Chantage qui a sa contrepartie, puisqu'il n'est pas rare de nos jours d'entendre d'"honnêtes gens", si exaspérés de ce qu'ils estiment être de l'impunité, en venir à considérer que des gamins morts à la suite d'un délit "n'ont eu que ce qu'ils méritaient", ce qui revient à admettre la peine capitale pour vol de voiture ou braquage.
Je rêve au sort que les rebelles de Escape from New York (1981) font subir au président des Etats-Unis
- on peut transposer.
Et je sais que dans ces cas-là, lorsque la fête est finie, le réveil peut être difficile.
Un complément historique peut n'être ici pas inutile. D'une part permettra-t-il de remettre à leur modeste place les événements décrits plus haut, d'autre part rappellera-t-il qu'aux révoltes répondent les répressions. Je vous laisse faire les transpositions que vous estimez utiles entre les deux situations décrites ci-après et l'actualité des jours derniers (et à venir ?) :
"On peut établir un parallèle entre les événements atroces qui se déroulèrent à Nantes et aux alentours pendant la guerre de Vendée et ceux qui eurent lieu à Paris et aux alentours pendant la Commune. Le fait même de la guerre civile joua un rôle capital dans les deux cas : en 1793, la Vendée se révolta contre le régime contesté de Paris ; en 1871, la capitale se révolta contre le régime contesté qui avait déplacé son siège à Versailles. En mars 1793 comme en mars 1871, une explosion populaire spontanée et destructurée ne s'intensifia que progressivement pour donner naissance à un soulèvement organisé. Dans les deux cas, les dirigeants inquiets considérèrent les insurgés comme des brigands sauvages et cruels : ils fustigèrent d'abord les prêtres et les femmes comme les pires scélérats parmi les Vendéens, puis les anarchistes et les pétroleuses parmi les communards. L'appel à la tolérance du général Haxo à la fin de 1793 n'eut pas plus de succès que celui des avocats du compromis en avril 1871. La méfiance et la haine réciproque ne cessèrent de grandir, les rebelles de 1793 glorifiant le prêtre et l'Eglise, et ceux de 1981 les profanant au contraire, dans des conflits à forte teneur religieuse au sein des deux camps. L'insurrection vendéenne luttait contre les menaces que semblait faire peser une ville anticléricale et agressive, et elle fut vaincue par Paris ; la Commune combattait les menaces que l'on attribuait aux hobereaux et aux monarchistes cléricaux de Versailles, et elle fut vaincue par la campagne. Les rebelles de la Vendée et de la Commune restèrent à peu de chose près coupés du reste de la France et de l'Europe, ce qui les obligea à affronter sans aide les armées de la fragile Première République pour les premiers et celles de la Troisième République embryonnaire pour les seconds.

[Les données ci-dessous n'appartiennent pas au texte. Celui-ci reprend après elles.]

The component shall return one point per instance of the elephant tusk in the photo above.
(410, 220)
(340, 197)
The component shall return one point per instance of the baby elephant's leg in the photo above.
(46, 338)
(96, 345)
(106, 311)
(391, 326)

Dans les deux cas, on observa un important déséquilibre entre le pouvoir des rebelles et celui d'un régime aux abois, bien décidé à les écraser dans un conflit qui adopta la logique et la violence spécifiques au clivage ami-ennemi. A l'image de la Vendée militaire, la bataille de Paris culmina dans une fureur vengeresse. Au cours de la semaine sanglante du 21 au 28 mai 1871, les insurgés parisiens furent sans doute plus de vingt mille à trouver la mort, avec moins de neufs cents victimes dans le camp gouvernemental. Les rebelles furent relativement peu nombreux à tomber au combat, la majorité d'entre eux ayant été abattus alors qu'ils levaient les mains pour se rendre ou simplement à la suite de leur capture. Les Versaillais firent en outre près de vingt-six mille prisonniers et procédèrent à l'arrestation de quelque dix mille suspects après la fin des combats. Les prisons de Paris et des environs étant combles, plus de vingt mille prisonniers militaires et politiques furent enfermés dans des pontons au large de Brest, de Cherbourg, de Lorient, de Rochefort et La Rochelle. Malgré des conditions de détention abominables, il n'y eut ni épidémies ni famine, pas plus que de noyades [référence aux pratiques des "Bleus" contre les Vendéens à Nantes].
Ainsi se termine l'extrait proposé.